レビューの詳細は、AD ASTRA(4K UHD Blu-ray)/アド・アストラ/輸入盤DVDで観た映画のレビューを参照のこと。ブラッド・ピット主演のSFドラマだと思って前から気になっていたのだが、今一つ見る気がしなくて延ばし延ばしになっていたこの映画、AVアンプと5.1.2chスピーカーで視聴できる環境が復活したことで、音量テストのつもりで今日鑑賞した。もちろん、事前に輸入盤4K UHD Blu-rayではあるものの、日本語字幕、日本語吹き替えが入っているという情報も得てはいたので、気軽に見られる、という意識もあった。

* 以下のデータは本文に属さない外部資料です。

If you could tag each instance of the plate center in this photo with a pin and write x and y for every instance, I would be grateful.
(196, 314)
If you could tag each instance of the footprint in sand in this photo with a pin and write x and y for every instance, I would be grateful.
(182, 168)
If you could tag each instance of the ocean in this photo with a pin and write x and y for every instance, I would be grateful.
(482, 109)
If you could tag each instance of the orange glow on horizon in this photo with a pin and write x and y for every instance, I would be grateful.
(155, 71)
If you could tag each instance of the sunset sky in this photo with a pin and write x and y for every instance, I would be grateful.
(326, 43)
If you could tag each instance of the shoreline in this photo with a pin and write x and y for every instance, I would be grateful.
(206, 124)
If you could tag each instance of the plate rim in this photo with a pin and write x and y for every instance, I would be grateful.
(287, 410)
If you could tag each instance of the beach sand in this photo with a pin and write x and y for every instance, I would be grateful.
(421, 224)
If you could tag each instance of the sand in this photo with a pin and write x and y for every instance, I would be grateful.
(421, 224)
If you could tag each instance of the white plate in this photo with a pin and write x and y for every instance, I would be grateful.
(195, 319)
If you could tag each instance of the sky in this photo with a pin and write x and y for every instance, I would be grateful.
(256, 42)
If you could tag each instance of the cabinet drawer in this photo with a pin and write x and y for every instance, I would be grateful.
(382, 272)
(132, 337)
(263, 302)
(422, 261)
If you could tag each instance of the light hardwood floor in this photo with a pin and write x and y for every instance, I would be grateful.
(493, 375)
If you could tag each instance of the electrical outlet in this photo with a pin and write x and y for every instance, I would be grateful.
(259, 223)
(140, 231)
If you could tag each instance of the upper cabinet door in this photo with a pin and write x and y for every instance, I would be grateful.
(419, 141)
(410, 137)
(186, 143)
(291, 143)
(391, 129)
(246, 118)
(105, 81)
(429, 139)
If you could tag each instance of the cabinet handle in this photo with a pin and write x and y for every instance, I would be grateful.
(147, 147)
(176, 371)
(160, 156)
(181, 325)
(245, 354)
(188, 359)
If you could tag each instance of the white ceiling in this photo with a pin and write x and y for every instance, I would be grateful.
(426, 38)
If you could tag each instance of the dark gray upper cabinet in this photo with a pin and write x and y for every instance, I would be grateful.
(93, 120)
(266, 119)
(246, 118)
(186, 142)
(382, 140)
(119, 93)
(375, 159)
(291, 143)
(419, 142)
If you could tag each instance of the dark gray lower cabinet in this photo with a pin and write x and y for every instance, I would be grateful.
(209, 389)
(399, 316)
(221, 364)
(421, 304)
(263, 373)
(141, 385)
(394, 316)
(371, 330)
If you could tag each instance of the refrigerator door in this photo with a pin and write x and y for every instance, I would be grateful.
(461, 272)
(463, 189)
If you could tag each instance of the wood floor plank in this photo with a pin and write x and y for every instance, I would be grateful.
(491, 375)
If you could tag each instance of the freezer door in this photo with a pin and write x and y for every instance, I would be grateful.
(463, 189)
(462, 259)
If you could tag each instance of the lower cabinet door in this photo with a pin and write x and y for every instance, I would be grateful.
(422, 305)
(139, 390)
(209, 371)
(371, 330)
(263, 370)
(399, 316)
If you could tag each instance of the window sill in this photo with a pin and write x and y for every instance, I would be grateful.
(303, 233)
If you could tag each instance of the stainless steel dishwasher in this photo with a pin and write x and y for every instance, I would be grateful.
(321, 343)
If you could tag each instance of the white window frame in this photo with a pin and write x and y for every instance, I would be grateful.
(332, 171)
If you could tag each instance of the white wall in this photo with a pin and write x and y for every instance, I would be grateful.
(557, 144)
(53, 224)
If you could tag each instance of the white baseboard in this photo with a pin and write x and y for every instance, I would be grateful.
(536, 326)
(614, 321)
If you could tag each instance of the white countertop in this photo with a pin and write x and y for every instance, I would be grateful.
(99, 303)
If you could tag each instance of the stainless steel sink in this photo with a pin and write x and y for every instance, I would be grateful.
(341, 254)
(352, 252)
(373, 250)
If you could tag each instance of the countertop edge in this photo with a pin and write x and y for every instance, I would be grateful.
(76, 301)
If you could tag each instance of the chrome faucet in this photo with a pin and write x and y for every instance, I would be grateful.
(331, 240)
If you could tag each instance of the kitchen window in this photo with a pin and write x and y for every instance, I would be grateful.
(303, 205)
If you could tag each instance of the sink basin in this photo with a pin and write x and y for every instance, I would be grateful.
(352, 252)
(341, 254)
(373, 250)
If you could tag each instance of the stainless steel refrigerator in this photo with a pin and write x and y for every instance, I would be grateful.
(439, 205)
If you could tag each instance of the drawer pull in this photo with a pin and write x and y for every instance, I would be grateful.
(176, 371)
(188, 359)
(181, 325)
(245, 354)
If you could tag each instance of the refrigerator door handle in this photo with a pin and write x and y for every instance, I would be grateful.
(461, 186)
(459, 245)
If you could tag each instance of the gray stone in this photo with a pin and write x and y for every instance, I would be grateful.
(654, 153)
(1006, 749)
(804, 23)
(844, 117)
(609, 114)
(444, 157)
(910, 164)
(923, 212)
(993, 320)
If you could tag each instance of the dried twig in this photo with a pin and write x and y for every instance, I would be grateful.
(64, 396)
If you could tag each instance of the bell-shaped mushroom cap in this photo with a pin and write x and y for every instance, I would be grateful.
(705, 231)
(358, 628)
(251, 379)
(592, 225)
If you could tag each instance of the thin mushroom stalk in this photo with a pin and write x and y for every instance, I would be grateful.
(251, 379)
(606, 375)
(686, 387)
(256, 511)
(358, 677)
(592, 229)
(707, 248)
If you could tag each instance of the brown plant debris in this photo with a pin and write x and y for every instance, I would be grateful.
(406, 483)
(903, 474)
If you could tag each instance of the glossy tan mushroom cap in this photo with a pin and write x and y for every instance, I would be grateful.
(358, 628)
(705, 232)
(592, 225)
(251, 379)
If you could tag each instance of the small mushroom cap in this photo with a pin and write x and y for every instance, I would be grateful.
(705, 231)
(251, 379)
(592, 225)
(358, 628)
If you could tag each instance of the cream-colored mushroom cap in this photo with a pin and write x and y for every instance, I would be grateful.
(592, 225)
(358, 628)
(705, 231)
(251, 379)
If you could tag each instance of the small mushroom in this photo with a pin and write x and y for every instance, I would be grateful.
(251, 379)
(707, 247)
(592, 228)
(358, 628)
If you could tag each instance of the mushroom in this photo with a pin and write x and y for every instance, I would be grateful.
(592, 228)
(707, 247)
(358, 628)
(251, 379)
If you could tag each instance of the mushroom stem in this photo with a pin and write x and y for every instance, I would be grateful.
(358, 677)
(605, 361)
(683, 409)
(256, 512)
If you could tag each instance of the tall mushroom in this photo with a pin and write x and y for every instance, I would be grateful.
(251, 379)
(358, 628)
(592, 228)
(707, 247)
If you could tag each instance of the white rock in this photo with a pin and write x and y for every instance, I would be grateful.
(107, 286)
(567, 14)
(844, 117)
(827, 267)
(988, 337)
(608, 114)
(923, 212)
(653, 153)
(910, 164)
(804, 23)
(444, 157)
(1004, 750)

しかし、見た感想としては期待に反して、ブラッド・ピット扮する主人公ロイの心の葛藤とその解決法をずっと物語全編を通して描く内容になっていて、SFの要素はその副次的な内容だったので、しんみりしてしまった。ロイの人生観をずっと見せられたので、人間ドラマだな、と見方を変えざるを得なかった。
SF的要素としては、近未来の設定になっているので、割と現実的な宇宙に進出した人類とその機器類たちという設定がリアルで、現実感がよく出ているとは思う。でも、それが物語に寄与しているのかというと、あまりしていないような気はする。あくまでブラッド・ピットの一人主役状態での映画になっていて、他のキャラの描き方が浅いというのが、印象深い。
映像は4K/HDR10での収録で、デジタルマスターが2Kなので、アップスケール4Kでの収録になっている。デジタルマスターが2Kなので、高精細な映像というわけではないが、テレビの2Kよりはマスターの方が少し画素数が多いので、割とクリアに見える。画面は時折意図的なノイズが乗っている感じはする。HDR10による色彩管理は素晴らしく、星々の輝きや宇宙船内の機器類の色合いなどで臨場感抜群な表現をしている。
音響はDOLBY ATMOSで収録されているが、リアルな描写を目指したためか、思ったほどオブジェクトが動く描写はない。宇宙空間を推進する宇宙船は本当に音を発しないので、オブジェクトの活躍する場がないのである。もちろん、音が出るシーンではイマーシヴなサラウンドが展開されるが、シーン的には結構少ない。逆にBGMによる空間表現は多く、これらの音楽の広がり感は感じられるところはある。